My chest tightens so hard it hurts to breathe.
“You didn’t see—” I can’t even finish it. I don’t want to say his name out loud like that. Like he’s already a memory.
The mover shakes his head, already turning away.
I stand there, stupidly, as they finish loading.
And then I see it.
Near the gate. Leaning against the pillar. Half hidden in shadow.
His old guitar case.
Not the good one. The cheap one he used to complain about but never replaced. The one he said sounded better when I held it because “it gets performance anxiety around you.”
I walk toward it slowly, like it might disappear if I go too fast.
My hands hover over it.
Why would he leave this?
Why would he leave anything?
The truck engine starts again.
I look up, panicked, like maybe now he’ll come running out. Maybe he’s inside grabbing something. Maybe he’ll shout my name. Maybe he’ll look at me the way he did on the roof that night, like I was the only real thing in the sky.
Nothing.
The truck pulls away.
It doesn’t speed off. It doesn’t hesitate either. It just… leaves.
I take two steps after it. Then three. Then I stop because I can’t chase a truck barefoot down the street like a mad person.
I stand there until it turns the corner and disappears.
The street goes back to normal immediately.

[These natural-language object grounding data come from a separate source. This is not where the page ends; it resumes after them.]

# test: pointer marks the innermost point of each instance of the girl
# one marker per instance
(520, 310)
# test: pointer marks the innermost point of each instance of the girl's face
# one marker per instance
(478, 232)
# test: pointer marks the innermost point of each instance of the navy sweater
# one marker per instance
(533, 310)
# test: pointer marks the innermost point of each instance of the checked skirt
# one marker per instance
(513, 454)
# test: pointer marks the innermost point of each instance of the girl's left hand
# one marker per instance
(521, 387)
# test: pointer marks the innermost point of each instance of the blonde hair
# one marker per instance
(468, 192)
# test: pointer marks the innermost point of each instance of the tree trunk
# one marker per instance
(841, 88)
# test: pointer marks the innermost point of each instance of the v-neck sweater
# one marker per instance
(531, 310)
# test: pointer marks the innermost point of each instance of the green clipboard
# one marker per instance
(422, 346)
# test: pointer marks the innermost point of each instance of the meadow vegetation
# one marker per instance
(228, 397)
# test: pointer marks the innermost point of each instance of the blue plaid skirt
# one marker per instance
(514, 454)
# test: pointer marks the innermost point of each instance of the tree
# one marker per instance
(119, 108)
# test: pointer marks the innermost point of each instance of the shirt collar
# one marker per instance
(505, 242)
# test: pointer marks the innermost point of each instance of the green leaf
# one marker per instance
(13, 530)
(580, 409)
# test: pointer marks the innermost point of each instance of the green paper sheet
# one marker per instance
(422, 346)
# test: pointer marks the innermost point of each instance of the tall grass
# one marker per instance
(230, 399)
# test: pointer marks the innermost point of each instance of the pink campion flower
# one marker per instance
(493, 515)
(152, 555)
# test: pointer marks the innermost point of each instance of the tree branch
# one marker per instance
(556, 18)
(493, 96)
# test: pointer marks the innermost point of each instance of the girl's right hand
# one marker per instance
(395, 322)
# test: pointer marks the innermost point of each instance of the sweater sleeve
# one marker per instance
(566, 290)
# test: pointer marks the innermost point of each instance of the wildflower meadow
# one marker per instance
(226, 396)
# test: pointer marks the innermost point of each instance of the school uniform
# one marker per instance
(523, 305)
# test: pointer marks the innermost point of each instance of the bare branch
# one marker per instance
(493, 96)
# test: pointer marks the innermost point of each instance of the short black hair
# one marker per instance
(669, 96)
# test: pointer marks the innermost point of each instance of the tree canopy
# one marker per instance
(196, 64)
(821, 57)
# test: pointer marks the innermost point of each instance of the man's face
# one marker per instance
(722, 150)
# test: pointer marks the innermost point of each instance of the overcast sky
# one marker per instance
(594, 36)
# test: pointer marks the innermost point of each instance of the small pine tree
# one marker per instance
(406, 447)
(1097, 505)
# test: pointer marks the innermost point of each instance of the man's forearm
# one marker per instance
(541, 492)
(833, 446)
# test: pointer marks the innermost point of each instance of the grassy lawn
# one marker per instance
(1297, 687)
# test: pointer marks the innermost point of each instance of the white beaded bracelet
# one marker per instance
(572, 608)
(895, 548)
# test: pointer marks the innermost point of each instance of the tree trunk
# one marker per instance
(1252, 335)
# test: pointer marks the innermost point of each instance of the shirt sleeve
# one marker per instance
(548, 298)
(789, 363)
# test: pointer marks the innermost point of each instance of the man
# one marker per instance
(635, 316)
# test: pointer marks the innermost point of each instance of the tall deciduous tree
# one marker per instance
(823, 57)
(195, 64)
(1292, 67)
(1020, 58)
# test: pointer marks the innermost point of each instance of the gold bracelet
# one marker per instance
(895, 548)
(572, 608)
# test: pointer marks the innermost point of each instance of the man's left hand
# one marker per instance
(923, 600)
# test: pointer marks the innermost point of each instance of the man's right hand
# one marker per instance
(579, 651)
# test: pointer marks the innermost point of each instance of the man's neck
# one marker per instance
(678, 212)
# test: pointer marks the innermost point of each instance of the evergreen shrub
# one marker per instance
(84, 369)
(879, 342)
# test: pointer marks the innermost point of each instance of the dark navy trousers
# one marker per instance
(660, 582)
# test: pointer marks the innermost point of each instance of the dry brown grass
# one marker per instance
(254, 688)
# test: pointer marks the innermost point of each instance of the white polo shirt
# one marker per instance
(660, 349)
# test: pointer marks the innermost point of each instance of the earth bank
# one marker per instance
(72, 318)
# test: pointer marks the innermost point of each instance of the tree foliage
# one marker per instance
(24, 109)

Birds. Distant traffic. A milkman cycling past like nothing historic just happened here.
I look at the balcony again.
Empty.
My throat burns.
I sit down right there on the pavement.
The guitar case beside me.
Something is taped to the top.
A piece of notebook paper. Torn crooked. The tape barely holding it in place.
My hands shake as I peel it off.
Four words.
You’ll be okay, Sharma.
That’s it.
No “I’m sorry.”
No “I’ll call.”
No “wait for me.”
Just—
You’ll be okay, Sharma
I stare at it so long the letters blur.
The note crumpled in my fist.
The sun starts rising slowly, like it’s unaware it’s lighting up a disaster.
How will I be okay, Amit?
How can I?
When I’m the reason you had to leave? When I’m the one who ruined your life?